Site Failure Recovery


When a site becomes unavailable because of a physical access limitation or a disaster such as a fire or earthquake, steps must be taken to provide any mission-critical applications or business services from a separate location.

Creating Redundant and Failover Sites

Redundant sites are created for a few reasons: First, they can be created for load balancing or providing higher performance to clients accessing the resources from different geographic locations. For example, an organization may have one site in San Francisco, California, and another in Tampa, Florida, both on different coasts of the United States. East coast clients would connect to Florida, and West coast clients would connect to California. Each site would be a mirror of the other, so the data and services provided at each location would be the same.

Another reason for redundant sites is to provide if not all the computer-based services and applications available at the main site, at least all the mission-critical resources. This way, a company can continue to function, perhaps in a limited capacity, but at least it would be able to perform most important business functions.

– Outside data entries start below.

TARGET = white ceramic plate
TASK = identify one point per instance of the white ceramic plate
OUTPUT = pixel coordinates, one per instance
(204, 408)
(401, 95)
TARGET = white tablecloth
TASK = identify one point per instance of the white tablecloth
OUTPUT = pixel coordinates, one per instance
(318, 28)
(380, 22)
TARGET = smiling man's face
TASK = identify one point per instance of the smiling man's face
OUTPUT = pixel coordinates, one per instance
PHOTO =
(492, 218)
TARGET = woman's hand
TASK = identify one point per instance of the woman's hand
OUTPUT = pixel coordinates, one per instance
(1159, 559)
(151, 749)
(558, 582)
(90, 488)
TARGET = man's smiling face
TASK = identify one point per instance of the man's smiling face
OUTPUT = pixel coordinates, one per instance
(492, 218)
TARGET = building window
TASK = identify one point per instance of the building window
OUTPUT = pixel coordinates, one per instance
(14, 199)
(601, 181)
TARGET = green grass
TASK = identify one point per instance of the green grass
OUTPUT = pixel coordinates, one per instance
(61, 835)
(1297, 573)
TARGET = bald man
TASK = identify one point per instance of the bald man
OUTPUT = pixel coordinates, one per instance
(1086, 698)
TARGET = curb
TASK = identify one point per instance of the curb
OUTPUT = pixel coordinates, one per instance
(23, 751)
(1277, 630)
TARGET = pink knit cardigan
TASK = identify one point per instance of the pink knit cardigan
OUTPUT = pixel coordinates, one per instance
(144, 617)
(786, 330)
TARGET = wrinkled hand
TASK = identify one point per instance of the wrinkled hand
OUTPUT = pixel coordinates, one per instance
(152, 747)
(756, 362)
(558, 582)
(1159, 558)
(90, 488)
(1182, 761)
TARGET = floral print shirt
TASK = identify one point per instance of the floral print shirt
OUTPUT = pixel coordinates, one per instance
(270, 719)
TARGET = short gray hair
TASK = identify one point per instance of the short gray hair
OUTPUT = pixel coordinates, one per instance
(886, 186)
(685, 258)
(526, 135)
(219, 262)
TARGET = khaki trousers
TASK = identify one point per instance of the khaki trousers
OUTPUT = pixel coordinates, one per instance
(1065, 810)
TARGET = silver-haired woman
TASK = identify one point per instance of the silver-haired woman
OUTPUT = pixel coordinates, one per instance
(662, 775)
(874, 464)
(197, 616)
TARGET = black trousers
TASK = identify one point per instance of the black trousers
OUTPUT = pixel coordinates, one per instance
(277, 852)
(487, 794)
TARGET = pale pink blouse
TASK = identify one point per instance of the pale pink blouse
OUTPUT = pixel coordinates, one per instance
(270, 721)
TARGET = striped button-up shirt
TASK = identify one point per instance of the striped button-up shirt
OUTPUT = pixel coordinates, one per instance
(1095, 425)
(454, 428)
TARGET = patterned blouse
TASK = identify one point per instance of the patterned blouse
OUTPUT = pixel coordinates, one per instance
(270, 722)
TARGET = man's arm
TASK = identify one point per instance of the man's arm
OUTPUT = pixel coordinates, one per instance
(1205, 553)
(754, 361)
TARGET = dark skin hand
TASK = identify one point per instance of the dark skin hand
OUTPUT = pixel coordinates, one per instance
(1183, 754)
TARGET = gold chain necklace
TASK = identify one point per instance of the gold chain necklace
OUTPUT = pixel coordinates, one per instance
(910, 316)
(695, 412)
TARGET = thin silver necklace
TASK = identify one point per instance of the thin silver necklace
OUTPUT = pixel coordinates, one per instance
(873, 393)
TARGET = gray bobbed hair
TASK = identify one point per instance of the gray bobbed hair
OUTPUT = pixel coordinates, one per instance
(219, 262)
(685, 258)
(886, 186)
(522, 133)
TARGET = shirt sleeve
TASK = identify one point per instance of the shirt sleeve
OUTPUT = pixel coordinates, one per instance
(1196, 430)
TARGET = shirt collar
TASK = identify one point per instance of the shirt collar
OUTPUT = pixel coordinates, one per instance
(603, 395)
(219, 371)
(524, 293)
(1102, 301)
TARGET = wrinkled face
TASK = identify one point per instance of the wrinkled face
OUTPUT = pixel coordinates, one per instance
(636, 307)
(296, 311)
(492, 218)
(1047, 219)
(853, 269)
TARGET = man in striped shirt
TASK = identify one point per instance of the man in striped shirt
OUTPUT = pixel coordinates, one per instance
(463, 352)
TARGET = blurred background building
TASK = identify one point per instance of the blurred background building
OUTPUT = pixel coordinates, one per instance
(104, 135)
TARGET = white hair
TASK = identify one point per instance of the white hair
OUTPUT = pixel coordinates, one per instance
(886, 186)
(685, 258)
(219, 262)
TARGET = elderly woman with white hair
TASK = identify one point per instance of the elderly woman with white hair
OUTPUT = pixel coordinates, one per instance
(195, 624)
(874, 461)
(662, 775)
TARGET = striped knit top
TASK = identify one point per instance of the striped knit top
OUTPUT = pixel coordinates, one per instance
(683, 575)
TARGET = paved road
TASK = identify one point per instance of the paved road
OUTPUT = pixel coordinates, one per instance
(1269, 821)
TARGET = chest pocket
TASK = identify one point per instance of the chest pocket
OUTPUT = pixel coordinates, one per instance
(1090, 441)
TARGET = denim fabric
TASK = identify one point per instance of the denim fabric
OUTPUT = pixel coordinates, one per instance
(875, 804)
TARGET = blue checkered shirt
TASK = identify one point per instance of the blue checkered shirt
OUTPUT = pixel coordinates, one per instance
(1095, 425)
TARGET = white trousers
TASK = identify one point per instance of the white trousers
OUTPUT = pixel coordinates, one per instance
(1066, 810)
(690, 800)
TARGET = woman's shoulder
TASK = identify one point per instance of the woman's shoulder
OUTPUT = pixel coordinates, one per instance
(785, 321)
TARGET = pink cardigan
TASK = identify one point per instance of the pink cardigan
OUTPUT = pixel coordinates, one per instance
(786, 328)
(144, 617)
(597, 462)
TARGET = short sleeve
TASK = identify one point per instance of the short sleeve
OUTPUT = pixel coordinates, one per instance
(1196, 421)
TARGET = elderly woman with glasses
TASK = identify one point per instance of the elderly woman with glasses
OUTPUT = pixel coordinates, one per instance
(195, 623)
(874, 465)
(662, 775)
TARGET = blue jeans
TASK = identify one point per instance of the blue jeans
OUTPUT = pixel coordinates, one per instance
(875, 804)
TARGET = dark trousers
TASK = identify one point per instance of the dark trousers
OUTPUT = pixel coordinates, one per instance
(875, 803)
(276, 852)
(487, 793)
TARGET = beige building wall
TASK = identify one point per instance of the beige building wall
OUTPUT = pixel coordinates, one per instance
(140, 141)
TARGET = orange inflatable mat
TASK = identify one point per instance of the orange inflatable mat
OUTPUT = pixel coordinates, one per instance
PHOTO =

For more information on deciding what services and applications are most important to a business and whether they should be provided in a failover site, refer to the section "Prioritizing the Environment" in Chapter 32.

Because every organization has different requirements when it comes to designing a failover site and what it takes to fail over and eventually fail back, this section covers the basic necessities for failing over between redundant sites to be successful.

Planning for Site Failover

Companyabc.com is a fictitious marketing/graphic design firm headquartered in New York, New York. The company has a secondary failover location in Boston, Massachusetts. The New York site provides virtual private network (VPN) and Terminal Services for the Marketing department employees who rarely make it into the office. Because marketing is the core of Companyabc.com's business, the VPN and Terminal Services are key to business continuity. For example, as the graphic artists develop new material for the Marketing department, the Marketing department sales force and client teams use the VPN to get the data to the client for approval. Also, the New York location houses the accounting server, which is used by employees to enter daily time sheets, which in turn are used to generate invoices to bill the clients. If the New York site becomes unavailable, VPN, Terminal Services, file servers containing client documentation, and the accounting servers must all be restored at the Boston site within a few hours of a site disaster for business continuity. In this scenario, restoring is a relatively simple task; most organizations are much more complicated than this.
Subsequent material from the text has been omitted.